Questões como o ebola, as ondas de migração, os conflitos armados em diversos países, a xenofobia e políticas tributárias austeras geraram grande impacto na luta pelos direitos humanos no último ano.

Pessoas fogem da República Centro-Africana devido ao aumento do conflito no país. Foto: ACNUR/ Djerassem Mbaiorem

Pessoas fogem da República Centro-Africana devido ao aumento do conflito no país. Foto: ACNUR/ Djerassem Mbaiorem

Um conjunto de medidas de proteção mais enfáticas e abrangentes é necessário para solucionar a “complexa rede” de violações dos direitos econômicos, sociais, culturais, civis e políticos que geralmente se instala com as crises confrontadas pelas Nações Unidas, disse o alto comissário das ONU para os direitos humanos, Zeid Ra’ad Al Hussein, nesta quarta-feira (22). 

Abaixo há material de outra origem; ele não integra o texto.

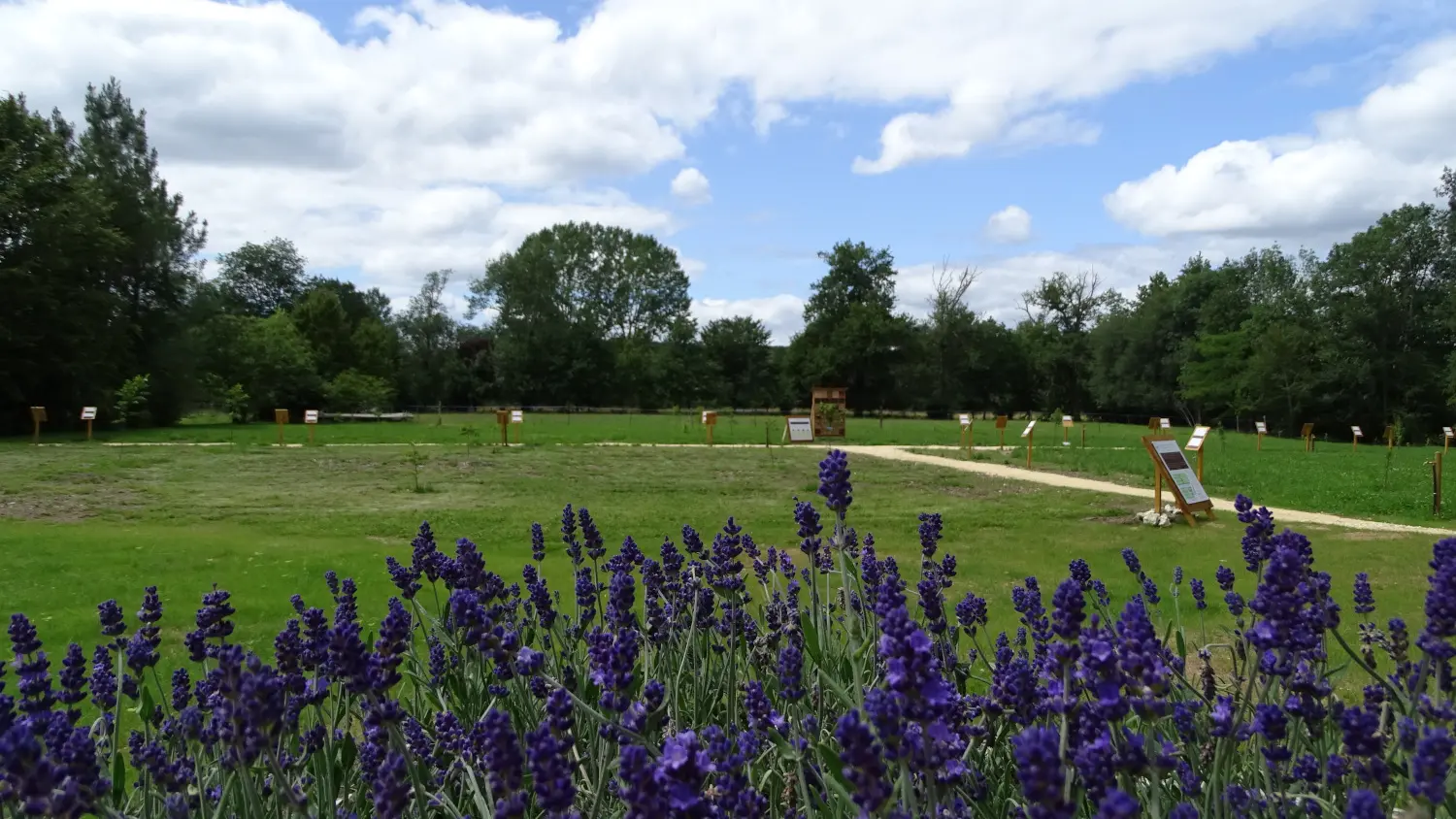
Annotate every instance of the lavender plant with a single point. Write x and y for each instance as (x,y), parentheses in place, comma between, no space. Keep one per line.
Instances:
(699,684)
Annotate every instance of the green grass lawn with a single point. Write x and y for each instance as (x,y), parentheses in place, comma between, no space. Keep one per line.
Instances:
(584,428)
(82,524)
(1371,481)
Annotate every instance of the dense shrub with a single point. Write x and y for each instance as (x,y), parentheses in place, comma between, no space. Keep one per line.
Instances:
(727,679)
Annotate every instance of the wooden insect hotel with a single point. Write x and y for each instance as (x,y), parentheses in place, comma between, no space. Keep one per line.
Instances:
(829,410)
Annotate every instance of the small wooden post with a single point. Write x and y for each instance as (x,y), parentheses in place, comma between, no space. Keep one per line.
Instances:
(37,419)
(1436,486)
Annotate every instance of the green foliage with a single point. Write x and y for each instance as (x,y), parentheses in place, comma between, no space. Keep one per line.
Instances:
(355,392)
(131,401)
(236,404)
(259,279)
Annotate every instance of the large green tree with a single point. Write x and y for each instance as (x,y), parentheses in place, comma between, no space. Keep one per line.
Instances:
(852,335)
(577,311)
(154,265)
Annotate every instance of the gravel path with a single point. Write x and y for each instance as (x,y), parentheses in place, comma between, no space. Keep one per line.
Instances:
(1068,481)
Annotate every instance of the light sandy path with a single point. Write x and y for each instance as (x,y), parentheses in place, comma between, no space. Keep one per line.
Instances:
(1068,481)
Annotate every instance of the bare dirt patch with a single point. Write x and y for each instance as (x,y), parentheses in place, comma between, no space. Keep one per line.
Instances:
(1372,536)
(61,509)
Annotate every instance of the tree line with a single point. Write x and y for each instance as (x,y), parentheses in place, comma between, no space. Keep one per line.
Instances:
(108,305)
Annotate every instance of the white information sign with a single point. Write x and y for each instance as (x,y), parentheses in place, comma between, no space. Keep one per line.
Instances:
(1184,478)
(801,429)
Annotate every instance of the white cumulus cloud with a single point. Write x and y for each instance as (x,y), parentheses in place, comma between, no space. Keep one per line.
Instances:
(1009,226)
(1354,165)
(690,186)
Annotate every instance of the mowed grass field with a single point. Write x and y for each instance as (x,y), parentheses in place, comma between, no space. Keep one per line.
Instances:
(1369,481)
(82,524)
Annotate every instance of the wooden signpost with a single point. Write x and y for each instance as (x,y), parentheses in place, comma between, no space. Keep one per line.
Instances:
(87,414)
(798,428)
(1173,467)
(829,422)
(503,419)
(37,419)
(1200,434)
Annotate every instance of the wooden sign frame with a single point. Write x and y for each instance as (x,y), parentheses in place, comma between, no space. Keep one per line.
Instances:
(829,396)
(89,414)
(1162,473)
(788,428)
(1196,441)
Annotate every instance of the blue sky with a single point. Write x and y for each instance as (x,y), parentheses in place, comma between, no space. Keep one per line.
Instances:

O período de 2013 a 2014 trouxe impactos devastadores para a luta a favor dos direitos humanos, principalmente por conta de grandes desafios como os conflitos na Síria, no Sudão do Sul e na Ucrânia, a nova onda de barbaridade no Iraque e a disseminação do ebola.

De acordo com o relatório apresentado pelo alto comissário – referente ao período entre agosto de 2013 a julho de 2014 -, os direitos de populações de diversos países vêm sendo desrespeitados por ondas de discriminação e de xenofobia. Políticas tributárias austeras ameaçam o direito ao desenvolvimento das camadas mais pobres. Além disso, migrantes continuam a enfrentar intenso sofrimento e acidentes marítimos fatais, enquanto mulheres ainda são violentamente atacadas em muitos países. 

O Alto Comissariado das Nações Unidas para os Direitos Humanos (ACNUDH) proporcionou assistência técnica a diversos países, seguindo suas prioridades – a discriminação, o Estado de Direito e o fim da impunidade, a pobreza, a violência, a manutenção de esforços para aprimorar mecanismos internacionais de direitos humanos, o alargamento do espaço democrático e a migração. 

Além disso, o ACNUDH e o Conselho de Direitos Humanos (CDH) passaram a incluir o apoio a questões como a privacidade na era digital, o uso de aviões armados e a orientação sexual por meio de painéis e de relatórios dentre as suas principais temáticas.

No entanto, Zeid afirmou que a fração dos recursos da ONU para os direitos humanos não é sustentável. Para os anos de 2014 e 2015, 173,5 milhões foram destinados ao ACNUDH – o que representa 87% a menos do que as verbas oferecidas à paz e à segurança e 84%  a menos do que é recebido pelos esforços de desenvolvimento.